The court underlined the essential role of homemakers and stressed the necessity for husbands to provide financial support to their wives. The bench suggested practical measures like maintaining joint bank accounts and sharing ATM access to ensure financial stability for women in households.


🛡️ Maintenance as a Right, Not Charity:

The Supreme Court declared that a Muslim woman is entitled to maintenance from her husband after divorce under Section 125 of the CrPC. The court clarified that maintenance is not charity but a fundamental right of married women. This right transcends religious boundaries, reinforcing principles of gender equality and economic security for all married women.

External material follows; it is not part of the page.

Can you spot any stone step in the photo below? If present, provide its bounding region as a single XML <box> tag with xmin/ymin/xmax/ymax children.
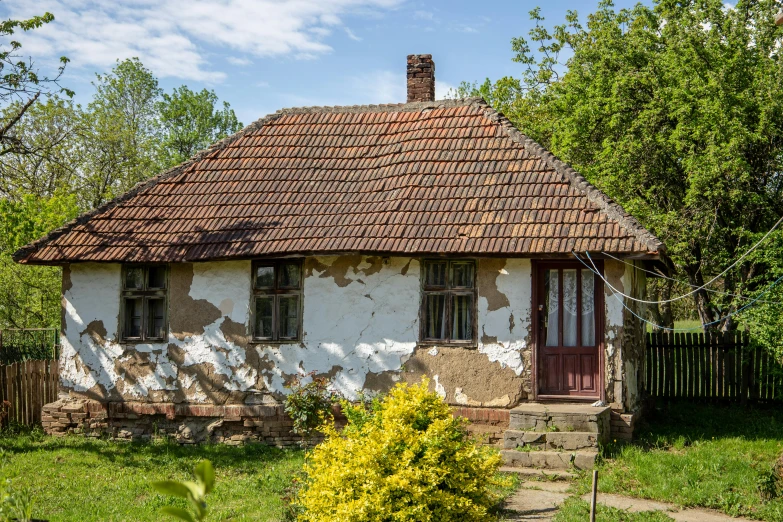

💼 Section 125 CrPC Explained:

Section 125 broadly states that a person with sufficient means cannot refuse to support his wife, children, or parents. This landmark decision came in response to a petition by Mohammad Abdul Samad, who was directed by a family court to pay his divorced wife a monthly allowance of ₹20,000. Samad challenged this directive in the Telangana High Court, which reduced the amount to ₹10,000. Subsequently, he approached the Supreme Court.


⚖️ Arguments and Counterarguments:

Samad’s lawyer argued that divorced Muslim women could seek relief under the Muslim Women (Protection of Rights on Divorce) Act, 1986, which they claimed superseded Section 125 CrPC. However, Amicus Curiae Gaurav Agarwal contended that personal laws do not negate a woman’s right to relief under the gender-neutral CrPC.